# DIY CO2 setup/root tabs



## GAT (Oct 8, 2011)

Hi,

I currently have a 10 gallon tank with a 13wat cfl bulb and play sand for substrate. After some noob mistakes I have a amazon sword, two vals, 6 brown crypts and 2 more stem plants (can't remember the name). Up to now, I just dose with Fluorish weekly. 

Here are my questions:

1. With DIYCO2 setup do i need to add root tabs?

2. What kind of tubing should i use? Most guides say airline tubing but I read somewhere its better to use silicone tubing. What do you guys recommend?

3. when i start the yest reactor do i need to add seachem prime or can i just use straight up tab water?

4. water at room temperature = lukewarm?

thanks


----------



## Darkblade48 (Jan 28, 2008)

GAT said:


> Here are my questions:
> 
> 1. With DIYCO2 setup do i need to add root tabs?


As most of the plants that you have are heavy root feeders, root tabs can help.



GAT said:


> 2. What kind of tubing should i use? Most guides say airline tubing but I read somewhere its better to use silicone tubing. What do you guys recommend?


Either is fine. Regular airline tubing will harden over time, but is cheap. Silicone tubing is a little more expensive, and some people will claim that CO2 leaks out more from silicone tubing, but the amount that is leaked out is negligible.



GAT said:


> 3. when i start the yest reactor do i need to add seachem prime or can i just use straight up tab water?


If your water has chlorine in it, it could potentially kill the yeast.

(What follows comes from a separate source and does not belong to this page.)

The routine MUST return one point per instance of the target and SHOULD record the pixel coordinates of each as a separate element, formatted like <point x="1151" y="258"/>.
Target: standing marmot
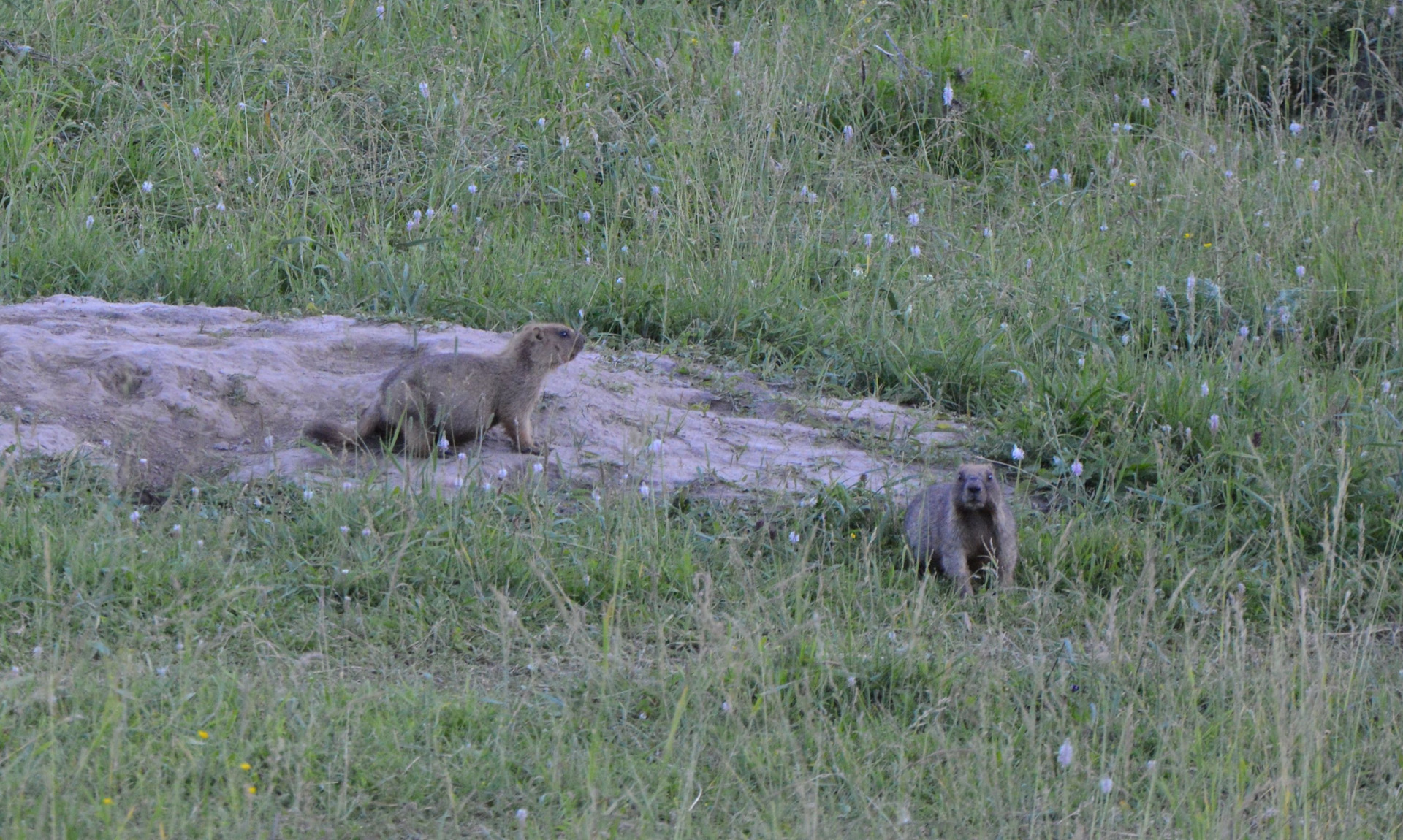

I have always used tap water and it has been fine. Others have always dechlorinated their water first. No harm in dechlorinating it.



GAT said:


> 4. water at room temperature = lukewarm?


Depends what you consider lukewarm to be. Room temperature is about 22 Celsius or so; this is more like tepid water to me. Lukewarm would be a bit warmer (maybe 30 Celsius). Use tepid water.


----------



## GAT (Oct 8, 2011)

thanks for the quick reply. I am currently using normal air tubing for the DIY CO2 setup. I see 1 bubble per 4 secs, is that normal?


----------



## Darkblade48 (Jan 28, 2008)

GAT said:


> thanks for the quick reply. I am currently using normal air tubing for the DIY CO2 setup. I see 1 bubble per 4 secs, is that normal?


It depends on how much yeast you have, how much sugar you use, how warm the room is, etc.

It could be a little faster, but it is fine. How long ago did you start the mixture?


----------



## GAT (Oct 8, 2011)

it started to bubble after 15mins. After about 3-4hrs i saw 1 bubble every 1 minute. After 15hrs it stabilized at 1 bubble per 4 secs.


----------



## Darkblade48 (Jan 28, 2008)

GAT said:


> it started to bubble after 15mins. After about 3-4hrs i saw 1 bubble every 1 minute. After 15hrs it stabilized at 1 bubble per 4 secs.


Give it another day or two, and it should increase a bit more.


----------



## GAT (Oct 8, 2011)

its been 4 days and i've been getting a bubble for every 3-4 secs. I'm quite happy it worked on the first try though!


----------